Building the Fastest DNASeq Pipeline at Scale

Published: September 10, 2018

by Henry Davidge and Frank Austin Nothaft

In June, we announced the Unified Analytics Platform for Genomics with a simple goal: accelerate discovery with a collaborative platform for interactive genomic data processing, analytics and AI at massive scale. In this post, we’ll go into more detail about one component of the platform: a scalable DNASeq pipeline that is concordant with GATK4 at best-in-class speeds.

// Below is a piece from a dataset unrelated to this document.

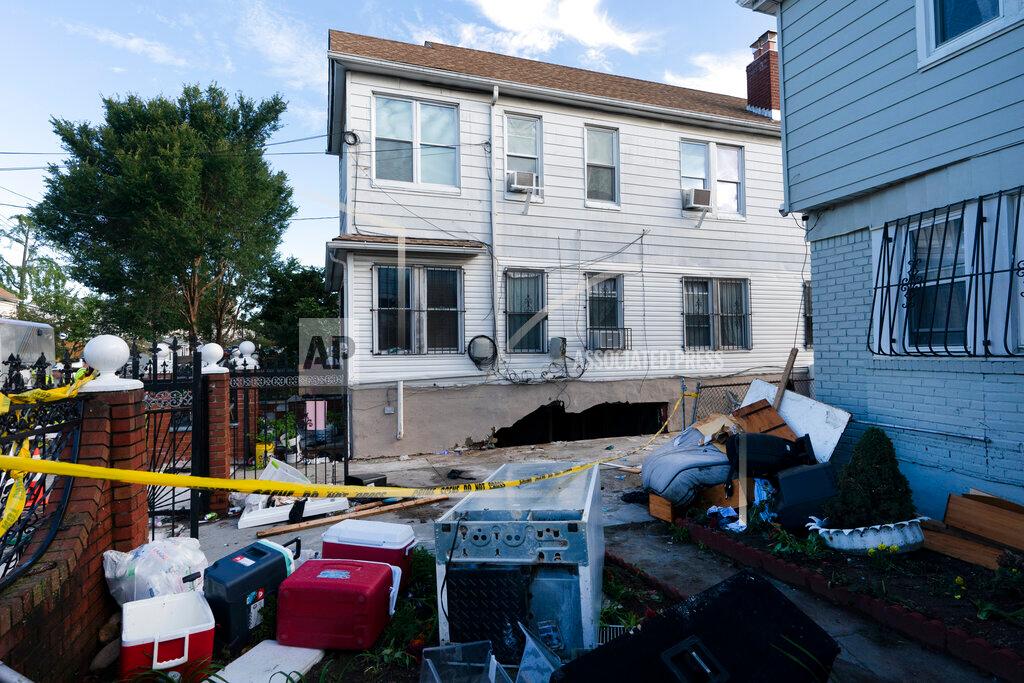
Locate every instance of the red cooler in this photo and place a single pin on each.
(367, 540)
(337, 604)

Making Sense of Sequence Data at Scale

The vast majority of genomic data comes from massively parallel sequencing technology. In this technique, the sample DNA must first be sliced into short segments with lengths of about 100 base pairs. The sequencer will emit the genetic sequence for each segment. In order to correct for sequencing errors, we typically require that each position in the genome is covered by at least 30 of these segments. Since there are about 3 billion base pairs in the human genome, that means that after sequencing, we must reassemble 3 billion / 100 * 30 = 900 million short reads before we can begin real analyses. This is no small effort.

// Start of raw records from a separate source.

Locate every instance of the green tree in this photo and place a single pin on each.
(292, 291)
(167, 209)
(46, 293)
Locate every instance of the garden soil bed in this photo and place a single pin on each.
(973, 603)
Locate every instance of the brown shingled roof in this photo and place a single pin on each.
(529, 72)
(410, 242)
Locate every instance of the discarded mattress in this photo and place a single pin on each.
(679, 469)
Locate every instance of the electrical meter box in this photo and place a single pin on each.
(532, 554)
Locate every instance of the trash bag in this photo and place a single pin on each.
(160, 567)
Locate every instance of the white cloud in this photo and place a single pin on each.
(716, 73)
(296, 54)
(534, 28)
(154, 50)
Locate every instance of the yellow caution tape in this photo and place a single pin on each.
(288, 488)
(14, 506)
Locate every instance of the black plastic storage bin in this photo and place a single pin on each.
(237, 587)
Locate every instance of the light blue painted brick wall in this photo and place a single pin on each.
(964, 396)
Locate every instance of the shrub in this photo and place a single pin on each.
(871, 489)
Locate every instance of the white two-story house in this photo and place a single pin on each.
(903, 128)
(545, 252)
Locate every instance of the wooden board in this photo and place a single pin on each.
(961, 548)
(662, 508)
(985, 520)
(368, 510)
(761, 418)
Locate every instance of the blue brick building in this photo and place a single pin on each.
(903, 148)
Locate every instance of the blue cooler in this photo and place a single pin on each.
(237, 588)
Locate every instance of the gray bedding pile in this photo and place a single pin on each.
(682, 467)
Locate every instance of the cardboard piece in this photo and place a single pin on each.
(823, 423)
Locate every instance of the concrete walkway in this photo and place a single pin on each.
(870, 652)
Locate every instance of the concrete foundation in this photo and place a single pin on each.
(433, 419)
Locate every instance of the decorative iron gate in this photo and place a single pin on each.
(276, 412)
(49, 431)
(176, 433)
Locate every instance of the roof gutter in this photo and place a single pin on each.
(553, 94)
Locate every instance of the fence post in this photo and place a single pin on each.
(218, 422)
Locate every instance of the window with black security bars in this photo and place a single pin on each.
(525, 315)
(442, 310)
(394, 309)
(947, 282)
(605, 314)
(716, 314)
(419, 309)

Since this process is common to anyone working with DNA data, it’s important to codify a sound approach. The GATK team at the Broad Institute has led the way in describing best practices for processing DNASeq data, and many people today run either the GATK itself or GATK-compliant pipelines.

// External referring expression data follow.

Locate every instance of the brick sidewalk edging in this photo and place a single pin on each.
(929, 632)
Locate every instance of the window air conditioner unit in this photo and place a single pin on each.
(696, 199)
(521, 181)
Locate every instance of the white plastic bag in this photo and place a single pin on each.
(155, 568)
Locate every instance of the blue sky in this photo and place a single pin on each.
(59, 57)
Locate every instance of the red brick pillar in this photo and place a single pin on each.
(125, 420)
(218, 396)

At a high level, this pipeline consists of 3 steps:

Align each short read to a reference genome
Apply statistical techniques to regions with some variant reads to determine the likelihood of a true variation from the reference
Annotate variant sites with information like which gene, if any, it affects

Challenges Processing DNASeq Data

Although the components of a DNASeq pipeline have been well characterized, we found that many of our customers face common challenges scaling their pipelines to ever-growing volumes of data. These challenges include:

Infrastructure Management: A number of our customers run these pipelines on their on-premise high performance computing (HPC) clusters. However, HPC clusters are not elastic -- you can’t quickly increase the size according to demand. In the best case, increasing data volume led to long queues of requests, and thus long waiting times. In the worst case, customers struggle with expensive outages that hurt productivity. Even among companies that have migrated their workloads to the cloud, people spend as much time writing config files as performing valuable analyses.
Data Organization: Bioinformaticians are accustomed to dealing with a large variety of file formats, such as BAM, FASTQ, and VCF. However, as the number of samples reaches a certain threshold, managing individual files becomes infeasible. To scale analyses, people need simpler abstractions to organize their data.
Performance: Everyone cares about the performance of their pipeline. Traditionally, price per genome draws the most consideration, although as clinical use cases mature, speed is becoming more and more important.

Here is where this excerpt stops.